Neste Blogger, pretendo dar a conhecer alguns aspectos do folclore de Baixo-Minho centrando-me no concelho de Vila Verde-Braga. Fundamentando-me na revista comemorativa dos 25 anos do Grupo Folclórico de Vila Verde, onde estão os texto que aqui vou apresentar.

sexta-feira, 4 de abril de 2014

O linho


Imagem de: Manuel Jorge Reimão Torres Inácio

  • Da semente à espadelada

   A cultura do linho desapareceu no quotidiano deste nosso povo. Hoje restam pequenos vestígios vestígios que procuremos referir neste artigo.
   Raro era o lavrador que não reservava para o linhar um pedaço das suas terras, geralmente as mais bem expostas, mais bem regadas e de bom solo. Não costumava semear mais do que o necessário ao bragal caseiro ou ainda o pagamento da renda em linho, muito usada no arrendamento das terras. Necessitando o linho um clima doce e húmido, onde pudesse vegetar sem interrupção, todo o agricultor procurava o terreno com tais características. O linho era semeado de 15 de Abril a 15 de Maio. Havia quem tirasse duas colheitas seguidas, de linho galego, na mesma terra colhendo a primeira pelo S.João e lançado nova semente à terra, que vinha a dar em Setembro, um chamado linho serôdio de pouca linhaça, mas bom e fino.
   O lavrador preparava o linhar como um alfobre ( canteiro utilizado para cultivar plantas de horta para posteriormente plantar ), lavrando cuidadosamente com engaços de madeira, e por vezes de ferro, para o desterroar.
   A linhaça era semeada à mão. A sementeira fazia-se cruzada e de manhã ou ao cair da tarde quando não vento. O agricultor nunca iniciava a sua sementeira de responsabilidade sem se concentrar primeiro, recolhendo-se e benzendo-se, com a cabeça descoberta, em pleno campo. Semeado, o campo era enleirado para mais tarde ser regado. Os regos abriam-se largos e paralelos a toda a largura do terreno, ou no sentido da melhor orientação da rega , a uns três metros de distância uns dos outros.
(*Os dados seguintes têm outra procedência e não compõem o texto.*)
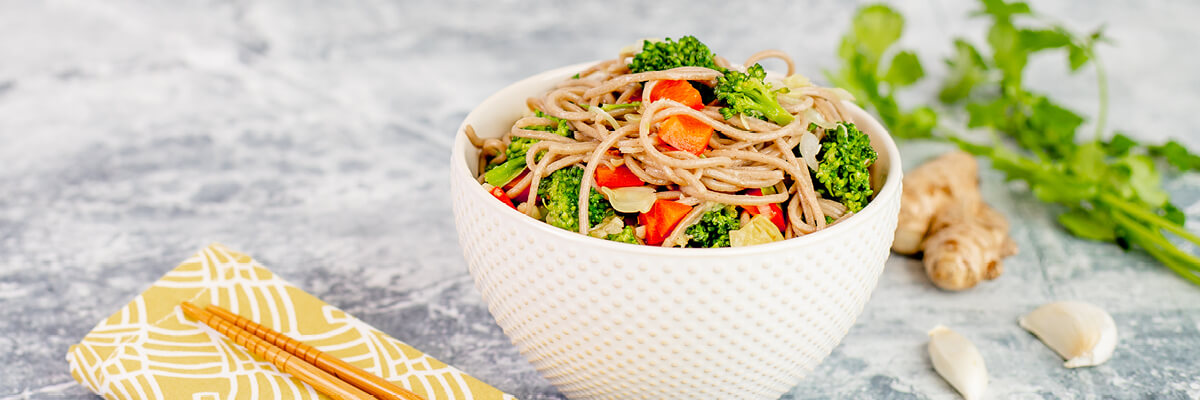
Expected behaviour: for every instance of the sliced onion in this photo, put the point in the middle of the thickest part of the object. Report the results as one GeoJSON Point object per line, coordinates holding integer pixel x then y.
{"type": "Point", "coordinates": [612, 225]}
{"type": "Point", "coordinates": [797, 81]}
{"type": "Point", "coordinates": [604, 114]}
{"type": "Point", "coordinates": [814, 117]}
{"type": "Point", "coordinates": [759, 231]}
{"type": "Point", "coordinates": [630, 200]}
{"type": "Point", "coordinates": [843, 94]}
{"type": "Point", "coordinates": [809, 148]}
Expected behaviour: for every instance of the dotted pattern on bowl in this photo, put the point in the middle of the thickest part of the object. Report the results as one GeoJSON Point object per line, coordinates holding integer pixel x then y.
{"type": "Point", "coordinates": [610, 324]}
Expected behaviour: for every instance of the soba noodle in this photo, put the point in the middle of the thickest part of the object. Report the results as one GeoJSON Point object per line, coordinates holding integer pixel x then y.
{"type": "Point", "coordinates": [743, 153]}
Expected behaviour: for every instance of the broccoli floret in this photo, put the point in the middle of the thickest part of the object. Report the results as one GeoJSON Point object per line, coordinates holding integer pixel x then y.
{"type": "Point", "coordinates": [501, 174]}
{"type": "Point", "coordinates": [669, 54]}
{"type": "Point", "coordinates": [624, 236]}
{"type": "Point", "coordinates": [844, 171]}
{"type": "Point", "coordinates": [559, 126]}
{"type": "Point", "coordinates": [749, 95]}
{"type": "Point", "coordinates": [561, 195]}
{"type": "Point", "coordinates": [713, 230]}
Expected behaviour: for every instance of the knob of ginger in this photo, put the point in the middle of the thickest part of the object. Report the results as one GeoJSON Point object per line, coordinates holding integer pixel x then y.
{"type": "Point", "coordinates": [942, 214]}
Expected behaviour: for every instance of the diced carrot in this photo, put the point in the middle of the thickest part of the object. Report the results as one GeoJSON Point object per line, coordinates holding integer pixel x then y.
{"type": "Point", "coordinates": [773, 210]}
{"type": "Point", "coordinates": [678, 90]}
{"type": "Point", "coordinates": [685, 133]}
{"type": "Point", "coordinates": [504, 198]}
{"type": "Point", "coordinates": [663, 216]}
{"type": "Point", "coordinates": [617, 177]}
{"type": "Point", "coordinates": [523, 196]}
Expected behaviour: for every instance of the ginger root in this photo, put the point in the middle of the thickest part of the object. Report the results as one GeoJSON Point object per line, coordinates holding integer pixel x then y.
{"type": "Point", "coordinates": [943, 214]}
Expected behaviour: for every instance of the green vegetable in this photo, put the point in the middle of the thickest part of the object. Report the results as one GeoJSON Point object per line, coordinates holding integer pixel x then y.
{"type": "Point", "coordinates": [874, 78]}
{"type": "Point", "coordinates": [625, 236]}
{"type": "Point", "coordinates": [1110, 190]}
{"type": "Point", "coordinates": [670, 54]}
{"type": "Point", "coordinates": [561, 195]}
{"type": "Point", "coordinates": [713, 230]}
{"type": "Point", "coordinates": [749, 95]}
{"type": "Point", "coordinates": [844, 168]}
{"type": "Point", "coordinates": [515, 155]}
{"type": "Point", "coordinates": [1176, 155]}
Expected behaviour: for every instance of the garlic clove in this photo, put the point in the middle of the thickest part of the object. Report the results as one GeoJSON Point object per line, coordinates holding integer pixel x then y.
{"type": "Point", "coordinates": [1081, 333]}
{"type": "Point", "coordinates": [958, 362]}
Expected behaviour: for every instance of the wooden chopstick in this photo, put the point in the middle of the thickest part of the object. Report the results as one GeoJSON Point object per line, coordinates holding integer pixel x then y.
{"type": "Point", "coordinates": [363, 380]}
{"type": "Point", "coordinates": [310, 374]}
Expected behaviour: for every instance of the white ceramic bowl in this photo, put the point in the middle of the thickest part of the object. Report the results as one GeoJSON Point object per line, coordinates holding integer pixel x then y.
{"type": "Point", "coordinates": [605, 320]}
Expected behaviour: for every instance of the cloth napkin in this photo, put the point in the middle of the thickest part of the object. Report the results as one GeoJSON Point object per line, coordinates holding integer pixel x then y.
{"type": "Point", "coordinates": [149, 350]}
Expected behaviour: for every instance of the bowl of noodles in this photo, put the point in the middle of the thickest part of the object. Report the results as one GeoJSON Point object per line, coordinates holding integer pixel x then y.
{"type": "Point", "coordinates": [737, 290]}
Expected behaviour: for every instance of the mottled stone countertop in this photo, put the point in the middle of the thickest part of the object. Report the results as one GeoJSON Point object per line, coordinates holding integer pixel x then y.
{"type": "Point", "coordinates": [315, 136]}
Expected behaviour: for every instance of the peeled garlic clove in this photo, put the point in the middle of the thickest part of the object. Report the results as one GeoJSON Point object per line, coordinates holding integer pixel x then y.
{"type": "Point", "coordinates": [1081, 333]}
{"type": "Point", "coordinates": [958, 362]}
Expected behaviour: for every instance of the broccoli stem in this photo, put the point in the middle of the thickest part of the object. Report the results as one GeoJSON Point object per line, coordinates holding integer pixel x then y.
{"type": "Point", "coordinates": [505, 172]}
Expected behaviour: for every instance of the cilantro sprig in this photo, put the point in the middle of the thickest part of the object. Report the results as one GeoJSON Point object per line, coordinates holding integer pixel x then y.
{"type": "Point", "coordinates": [1108, 190]}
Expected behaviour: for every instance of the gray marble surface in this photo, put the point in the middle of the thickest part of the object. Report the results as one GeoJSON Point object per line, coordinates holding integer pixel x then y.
{"type": "Point", "coordinates": [315, 136]}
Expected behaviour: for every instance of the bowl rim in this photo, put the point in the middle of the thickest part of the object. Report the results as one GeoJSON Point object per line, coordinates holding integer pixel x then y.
{"type": "Point", "coordinates": [891, 187]}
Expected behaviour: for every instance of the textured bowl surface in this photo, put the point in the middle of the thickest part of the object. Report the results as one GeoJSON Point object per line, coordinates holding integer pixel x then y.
{"type": "Point", "coordinates": [604, 320]}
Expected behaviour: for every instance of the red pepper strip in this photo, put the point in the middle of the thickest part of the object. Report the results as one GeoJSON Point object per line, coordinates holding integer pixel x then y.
{"type": "Point", "coordinates": [774, 212]}
{"type": "Point", "coordinates": [618, 177]}
{"type": "Point", "coordinates": [685, 133]}
{"type": "Point", "coordinates": [504, 198]}
{"type": "Point", "coordinates": [523, 196]}
{"type": "Point", "coordinates": [663, 216]}
{"type": "Point", "coordinates": [678, 90]}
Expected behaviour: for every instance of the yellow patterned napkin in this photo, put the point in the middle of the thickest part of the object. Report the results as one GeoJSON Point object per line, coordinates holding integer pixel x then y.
{"type": "Point", "coordinates": [149, 350]}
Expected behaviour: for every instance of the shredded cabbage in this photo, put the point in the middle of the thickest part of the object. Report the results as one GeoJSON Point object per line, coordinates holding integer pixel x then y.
{"type": "Point", "coordinates": [630, 200]}
{"type": "Point", "coordinates": [759, 231]}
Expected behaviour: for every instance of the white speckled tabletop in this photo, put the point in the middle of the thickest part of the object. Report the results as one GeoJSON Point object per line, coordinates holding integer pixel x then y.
{"type": "Point", "coordinates": [315, 136]}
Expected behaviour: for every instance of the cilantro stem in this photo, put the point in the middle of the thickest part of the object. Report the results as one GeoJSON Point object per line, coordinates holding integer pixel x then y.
{"type": "Point", "coordinates": [1147, 216]}
{"type": "Point", "coordinates": [1162, 250]}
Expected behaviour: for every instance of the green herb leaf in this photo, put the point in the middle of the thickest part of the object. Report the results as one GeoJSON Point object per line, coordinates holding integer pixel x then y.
{"type": "Point", "coordinates": [967, 70]}
{"type": "Point", "coordinates": [905, 70]}
{"type": "Point", "coordinates": [875, 29]}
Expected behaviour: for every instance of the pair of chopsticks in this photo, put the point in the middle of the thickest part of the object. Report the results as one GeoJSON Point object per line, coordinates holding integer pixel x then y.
{"type": "Point", "coordinates": [329, 375]}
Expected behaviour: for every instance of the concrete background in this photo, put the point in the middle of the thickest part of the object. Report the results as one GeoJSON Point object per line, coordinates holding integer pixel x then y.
{"type": "Point", "coordinates": [315, 136]}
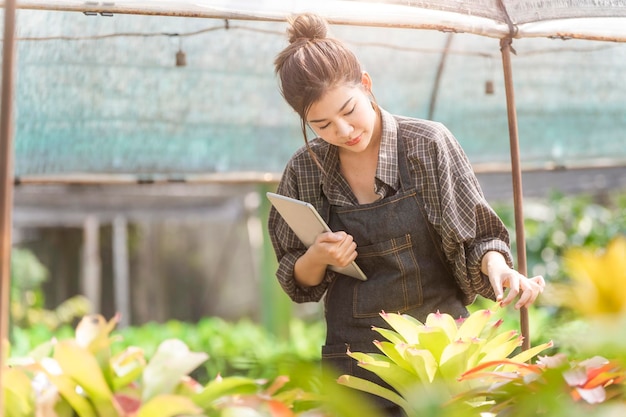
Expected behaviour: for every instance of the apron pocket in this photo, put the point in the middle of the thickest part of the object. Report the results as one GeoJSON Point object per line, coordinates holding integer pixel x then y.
{"type": "Point", "coordinates": [393, 284]}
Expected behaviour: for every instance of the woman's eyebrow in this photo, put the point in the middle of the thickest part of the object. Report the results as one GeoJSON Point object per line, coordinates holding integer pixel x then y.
{"type": "Point", "coordinates": [339, 111]}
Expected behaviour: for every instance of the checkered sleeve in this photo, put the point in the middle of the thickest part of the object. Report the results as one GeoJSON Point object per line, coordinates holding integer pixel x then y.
{"type": "Point", "coordinates": [287, 246]}
{"type": "Point", "coordinates": [469, 226]}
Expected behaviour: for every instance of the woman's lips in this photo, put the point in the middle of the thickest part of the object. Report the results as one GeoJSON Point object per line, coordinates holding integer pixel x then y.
{"type": "Point", "coordinates": [353, 141]}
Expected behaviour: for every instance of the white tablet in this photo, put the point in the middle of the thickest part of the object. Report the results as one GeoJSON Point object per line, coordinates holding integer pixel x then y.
{"type": "Point", "coordinates": [307, 223]}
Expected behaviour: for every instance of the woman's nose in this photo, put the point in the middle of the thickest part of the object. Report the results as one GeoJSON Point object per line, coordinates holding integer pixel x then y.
{"type": "Point", "coordinates": [344, 128]}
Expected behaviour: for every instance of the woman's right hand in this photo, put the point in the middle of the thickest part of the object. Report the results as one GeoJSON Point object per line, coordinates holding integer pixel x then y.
{"type": "Point", "coordinates": [334, 248]}
{"type": "Point", "coordinates": [329, 248]}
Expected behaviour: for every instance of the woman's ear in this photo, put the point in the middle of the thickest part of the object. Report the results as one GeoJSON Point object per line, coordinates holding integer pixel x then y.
{"type": "Point", "coordinates": [366, 81]}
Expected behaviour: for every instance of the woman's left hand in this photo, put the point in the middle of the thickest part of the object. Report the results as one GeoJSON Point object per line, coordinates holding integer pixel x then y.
{"type": "Point", "coordinates": [502, 276]}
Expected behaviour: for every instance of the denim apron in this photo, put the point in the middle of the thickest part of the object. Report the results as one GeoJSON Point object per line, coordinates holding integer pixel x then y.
{"type": "Point", "coordinates": [401, 254]}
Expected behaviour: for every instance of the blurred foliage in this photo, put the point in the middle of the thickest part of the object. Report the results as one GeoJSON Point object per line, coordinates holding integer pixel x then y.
{"type": "Point", "coordinates": [27, 298]}
{"type": "Point", "coordinates": [558, 223]}
{"type": "Point", "coordinates": [235, 348]}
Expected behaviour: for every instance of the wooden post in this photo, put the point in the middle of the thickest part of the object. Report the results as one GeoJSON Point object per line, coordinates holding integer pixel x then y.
{"type": "Point", "coordinates": [516, 172]}
{"type": "Point", "coordinates": [121, 285]}
{"type": "Point", "coordinates": [91, 279]}
{"type": "Point", "coordinates": [276, 307]}
{"type": "Point", "coordinates": [6, 179]}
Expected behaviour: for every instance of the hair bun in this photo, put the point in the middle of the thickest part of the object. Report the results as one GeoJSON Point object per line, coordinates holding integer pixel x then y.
{"type": "Point", "coordinates": [307, 26]}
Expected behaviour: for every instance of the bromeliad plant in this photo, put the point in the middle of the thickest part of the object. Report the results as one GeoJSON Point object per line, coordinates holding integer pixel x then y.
{"type": "Point", "coordinates": [554, 386]}
{"type": "Point", "coordinates": [430, 357]}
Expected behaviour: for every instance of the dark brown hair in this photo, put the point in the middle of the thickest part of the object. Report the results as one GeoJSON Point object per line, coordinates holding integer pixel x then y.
{"type": "Point", "coordinates": [312, 64]}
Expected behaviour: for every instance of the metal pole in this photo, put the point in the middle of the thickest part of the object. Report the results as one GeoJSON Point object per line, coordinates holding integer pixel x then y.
{"type": "Point", "coordinates": [516, 172]}
{"type": "Point", "coordinates": [6, 178]}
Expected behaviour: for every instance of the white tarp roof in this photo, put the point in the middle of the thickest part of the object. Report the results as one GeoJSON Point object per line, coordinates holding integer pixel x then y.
{"type": "Point", "coordinates": [583, 19]}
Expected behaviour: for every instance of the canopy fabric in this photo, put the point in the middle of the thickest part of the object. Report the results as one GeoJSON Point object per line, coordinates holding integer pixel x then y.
{"type": "Point", "coordinates": [102, 95]}
{"type": "Point", "coordinates": [584, 19]}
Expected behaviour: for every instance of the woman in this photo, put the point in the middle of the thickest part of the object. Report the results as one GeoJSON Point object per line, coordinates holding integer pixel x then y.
{"type": "Point", "coordinates": [400, 196]}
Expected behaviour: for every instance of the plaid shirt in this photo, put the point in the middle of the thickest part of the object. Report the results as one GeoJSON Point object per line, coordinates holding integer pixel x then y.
{"type": "Point", "coordinates": [442, 176]}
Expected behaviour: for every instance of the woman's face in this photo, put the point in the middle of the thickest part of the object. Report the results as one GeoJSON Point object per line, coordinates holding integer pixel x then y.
{"type": "Point", "coordinates": [344, 117]}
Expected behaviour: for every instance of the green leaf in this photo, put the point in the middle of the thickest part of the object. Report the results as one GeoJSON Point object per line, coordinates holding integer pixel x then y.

Terminados estes trabalhos iam procurar um ramo que espetavam no meio do linhar, esse ramo era de trovisco ou cardo, que serviria para afugentar ou picar as bruxas. 
Ramo de trovisco

   
Três a oito dias após ter sido semeado, começa a agrilar e se apresentasse um relvado muito unido era sinal que havia uma boa sementeira. Posteriormente o linho era regado, essa rega era feita pela hora de menos calor, pois o excesso de calor durante a rega queima. Segundo o ditado popular o linho deveria levar nove águas.
   Quando o linho atingia uma certa altura, 5a 7 centímetros, era mondado das ervas daninhas; quando atingia a época da floração, isto é, ao fim de trinta dias aproximadamente. A monda era feita geralmente por mulheres e crianças descalças, caminhado em direcção contrária ao vento para este endireitar as plantas as plantas tombadas pelas mondadeiras. 
   A colheita do linho era feita, arrancando-o, porque a fibra convinha que tivesse o maior comprimento possível e esta prolongava-se até à raiz. A apanha do linho era um dos mais belos e curiosos espectáculos. O linho arrancado é posto em meadas ou enroleirado, mais geralmente levado em braçados para uma eira de ad-hoc que se fazia no próprio campo onde se praticava a primeira operação. No próprio campo se espetava um ripo (ripanço, ripa, ripadouro, ripador), para junto do qual se encaminhava os feixes do linho para uma eira e aí se fazia a operação de ripagem. Havia vários tipos de ripanços. Uns eram simples e outros dobrados que permitiam trabalhar um homem de cada lado ou dois homens. Este trabalho era violento e era feito sempre por homens. Terminada a ripagem ficava dum lado a baganha e do outro a filassa que era posta em feixes para seguir para o alagadouro. Os feixes ou molhos do alagadouro variavam de terra para terra. Geralmente, eram pequenos e já colocados em cruz uns sobre os outros como haviam de ficar depois na água de um ribeiro ou de um tanque. A baganha que foi separada na ripagem, é apanhada e deitada ao sol, umas vezes imediatamente, outras depois de guardada a um canto à  sombra (uns quatro dias se usava no alto Minho). Passava-se depois um crivo de arame e a seguir num de pele de buracos pequeninos por onde era peneirada a linhaça.  

Arrancar



                        
Ripar



....já colocados em cruz ...


...na água de um ribeiro ou de um tanque. 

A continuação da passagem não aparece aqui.